Being Light 2011 (9 page)

Read Being Light 2011 Online

Authors: Helen Smith

       
Tonight, the dinner party conversation ranges between the jobs in the City held by the paying guests, what is happening in the news and the food being served. Taron and Alison aren’t hungry because they have been doing drugs in the toilet. This gives them more opportunity to talk than the other guests, who are restricted to talking between mouthfuls. Unfortunately, their contribution to the conversation isn’t grounded in any real understanding of the City, current affairs or indeed what the food tastes like tonight.

‘Mmm, this pork in cider is terribly tender,’ says one of the City chicks of her hearty and rustic main course. The red wine has brought a bloom of purple to her tongue and to the grainy deposit in the cracks at the corners of her mouth.

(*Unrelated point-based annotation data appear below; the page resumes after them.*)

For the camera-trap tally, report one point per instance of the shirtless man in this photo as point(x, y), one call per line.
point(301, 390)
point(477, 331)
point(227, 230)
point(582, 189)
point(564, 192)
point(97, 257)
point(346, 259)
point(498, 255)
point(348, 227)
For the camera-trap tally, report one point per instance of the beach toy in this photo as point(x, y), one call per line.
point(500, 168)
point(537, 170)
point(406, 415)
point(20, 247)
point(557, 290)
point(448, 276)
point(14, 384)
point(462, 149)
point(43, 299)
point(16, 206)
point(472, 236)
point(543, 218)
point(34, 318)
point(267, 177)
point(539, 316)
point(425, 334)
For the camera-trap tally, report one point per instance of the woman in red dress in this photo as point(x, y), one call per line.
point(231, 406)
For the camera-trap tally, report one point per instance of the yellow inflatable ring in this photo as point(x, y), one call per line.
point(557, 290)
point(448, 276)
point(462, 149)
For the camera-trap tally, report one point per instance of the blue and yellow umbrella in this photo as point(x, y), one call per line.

‘Alison read in the paper about this man who drank a whole flagon of cider while he was babysitting. The mother came home and found the baby’s legs sticking out from under him where he’d fallen asleep on it on the sofa,’ says Taron, deftly picking up the threads of the conversation to weave the subject of the food into current affairs.

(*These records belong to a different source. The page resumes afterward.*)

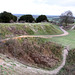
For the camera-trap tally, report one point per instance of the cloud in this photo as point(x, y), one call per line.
point(48, 7)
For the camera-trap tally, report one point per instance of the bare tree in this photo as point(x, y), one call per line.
point(66, 18)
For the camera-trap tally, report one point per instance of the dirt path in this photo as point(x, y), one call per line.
point(42, 36)
point(41, 71)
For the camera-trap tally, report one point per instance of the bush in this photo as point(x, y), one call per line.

‘Did the baby survive?’ asks the man to Taron’s left, looking carefully at her magnificent bosoms as if the answer were to be found written across them in very small print.

‘No, it was dead by the time the mother came home.’

Alison chooses this moment to sneak off and call Darren the babysitter at home. A young man with ginger hair and green nail varnish, supplied for the evening by Taron, he was chosen for the unlikelihood of being phased by Alison’s late return after her first night out in four months. The down side was his apparent astonishment at the concept of dialling 999 in an emergency, which had to be explained to him several times.

A couple of the City men move closer to Taron and stare at her. They lean forward, close enough to touch but not touching. The women at the other end of the table, having read in
Cosmo
that some men have difficulty in reading subtle body language, and unwilling to take the chance that Harvey is one of them, are crowding round him and each of them is holding on to a piece of him. One woman is reading his palm, another is kneading his thigh muscle. Another stands just behind him and squashes one bosom against the back of his head under cover of reading the dessert menu on the table.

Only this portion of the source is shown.